HOUSING BOOM, EXPANSION OF DIY RETAILERS
PUSH MARKET GROWTH
The tool market is poised for strong growth in the coming years, fueled by an increase in new construction and remodeling, as well as aggressive expansion of home-improvement retailers. Competition for market share is pushing companies to offer more features and products at competitive prices. As a result, some manufacturers are cutting costs by moving production overseas.
Home Spending Boosts Tool Sales
It’s hard to deny that home improvement is America’s new favorite pastime. Our television channels are filled with home-improvement shows, our malls are filled with home-improvement retailers and our weekends are filled with home-improvement projects. Spending on home improvements rose 52 percent to $233 billion in 2003 from $153 billion in 1995, according to a 2005 report by Harvard’s Joint Center for Housing Studies. The study found that households with incomes of $120,000 and up were the primary drivers of home improvement, responsible for 60 percent of the growth in remodeling spending since 1995.
This interest in housing and remodeling has been great news for tool manufacturers. Hand and power tool sales reached $20 billion in 2003, which represents about 10 percent of overall hardware sales in North America, according to the National Retail Hardware Association (NRHA). The wrench and pliers market is sharing the steady growth of the hardware industry; North American sales of wrenches and piers were $1.5 billion in 2003.
And this growth is expected to continue. The net tool market in the United States is forecasted to increase nearly 5 percent annually to $15.4 billion in 2007, according to the Freedonia Group Inc., a Cleveland-based industrial market research firm. U.S. sales of hand tools alone are expected to reach $5.9 billion in 2007.
The Freedonia Group’s Power & Hand Tool study says the demand for tools will come from an increase in residential repair expenditures, continued growth in new construction and rising manufacturing output. Professional users in areas such as construction, vehicle repair and manufacturing make up 69 percent of the overall tool demand.
The aggressive expansion of DIY retailers also has played a large role in U.S. tool market growth, according to a 2004 report by the Mintel International Group, a market research firm. Mintel reports an overlap in the DIY and professional power tool markets, with serious home-improvement enthusiasts purchasing professional-grade tools and professionals sometimes choosing DIY-grade tools. Mintel forecasts that a real estate slowdown would reduce the purchase power of professional users, yet the do-it-yourself market would continue higher relative growth.

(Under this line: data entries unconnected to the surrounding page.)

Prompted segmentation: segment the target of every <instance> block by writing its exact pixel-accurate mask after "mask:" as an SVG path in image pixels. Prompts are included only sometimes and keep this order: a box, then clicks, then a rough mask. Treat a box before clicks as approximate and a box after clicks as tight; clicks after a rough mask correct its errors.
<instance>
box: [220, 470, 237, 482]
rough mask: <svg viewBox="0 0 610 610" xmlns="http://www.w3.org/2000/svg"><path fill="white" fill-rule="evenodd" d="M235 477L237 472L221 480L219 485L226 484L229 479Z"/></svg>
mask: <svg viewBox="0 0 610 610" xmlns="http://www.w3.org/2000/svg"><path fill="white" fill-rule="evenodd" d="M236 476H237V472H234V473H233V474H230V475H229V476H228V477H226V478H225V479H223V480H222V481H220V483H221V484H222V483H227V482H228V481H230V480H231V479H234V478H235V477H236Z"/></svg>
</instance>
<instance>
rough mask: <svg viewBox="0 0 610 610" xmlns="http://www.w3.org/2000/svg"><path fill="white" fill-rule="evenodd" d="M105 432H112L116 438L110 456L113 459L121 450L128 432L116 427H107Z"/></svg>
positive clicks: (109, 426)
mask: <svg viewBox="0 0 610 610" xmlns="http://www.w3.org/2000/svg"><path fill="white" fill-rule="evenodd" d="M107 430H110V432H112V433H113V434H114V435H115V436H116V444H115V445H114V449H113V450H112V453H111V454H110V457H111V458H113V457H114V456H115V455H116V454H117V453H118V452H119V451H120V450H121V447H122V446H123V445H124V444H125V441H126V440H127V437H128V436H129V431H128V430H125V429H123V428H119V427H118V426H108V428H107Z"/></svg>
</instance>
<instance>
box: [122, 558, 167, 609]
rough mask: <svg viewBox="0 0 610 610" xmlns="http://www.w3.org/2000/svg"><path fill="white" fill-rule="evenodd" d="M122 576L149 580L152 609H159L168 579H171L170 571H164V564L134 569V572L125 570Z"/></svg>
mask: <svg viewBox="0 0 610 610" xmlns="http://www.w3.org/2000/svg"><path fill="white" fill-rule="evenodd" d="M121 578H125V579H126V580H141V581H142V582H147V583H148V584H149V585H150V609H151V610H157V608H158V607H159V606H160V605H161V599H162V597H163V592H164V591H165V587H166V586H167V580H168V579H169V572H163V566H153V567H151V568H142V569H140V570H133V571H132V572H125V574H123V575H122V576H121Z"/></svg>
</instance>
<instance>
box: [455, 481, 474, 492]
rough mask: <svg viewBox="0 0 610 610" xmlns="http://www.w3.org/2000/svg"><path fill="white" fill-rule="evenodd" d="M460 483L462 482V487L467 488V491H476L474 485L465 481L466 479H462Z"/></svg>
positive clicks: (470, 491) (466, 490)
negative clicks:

Competition: More Products, Features, Sales Outlets
And as the tool market grows, so does the competition for market share. To fight for shelf space and consumer attention at retailers, tool companies are adding more features to their products, without substantial price increases. Tool manufacturers are able to bring new ideas to market in record speed due to improvements in design and manufacturing technology. As a result, tools today are more comfortable, easier to use, efficient and safe -- resulting in greater productivity, higher quality work and less stress on the body. To differentiate themselves, some manufacturers offer tools with multiple functions and lifetime warrantees.
Today’s consumer also has more places to purchase tools. Of the $12.1 billion tools sold in the United States in 2002, most were sold through distributors ($6.15 billion) and home improvement centers ($3 billion). In home centers, the ratio of products to sales staff is smaller so tools must sell themselves from the shelf. More than ever, customers depend on a product’s presentation and features to make purchasing decisions.
Distributors, or independent tool stores, have been a preferred source for professionals because they offer value-added services, such as professional-grade inventories, expert sales staff, on-site tool repair and deliveries. But home-improvement retailers are anxious to make inroads in the lucrative professional market. They not only stock professional-grade tools, but are adding other services modeled after professional tool stores.
Manufacturing Moves Overseas
Rapid expansion of home-improvement retailers has heightened price competition among manufacturers, causing them to emphasize innovation and to shift production to lower cost countries, such as China, India and Mexico, according to Mintel. Imports have increased sharply since 1997, at a 12.3 percent average annual rate, according to a 2001 report by Business Trend Analysts of Commack, N.Y. China produced 32.3 percent of all imported tools in 2000, followed by Japan at 15.5 percent, Taiwan at 14.3 percent, Mexico at 8.7 percent and Germany at 7.6 percent.
With the exception of overseas manufacturing, the changes ahead will benefit the U.S. tool consumer: more tools, more features, more places to purchase them. Cost is expected to drive the design process more than ever. As prices level, tool producers will turn to more creative retailing and marketing techniques. Expect tool distributors and retailers to cater to professional and DIY customers alike with more value-added services.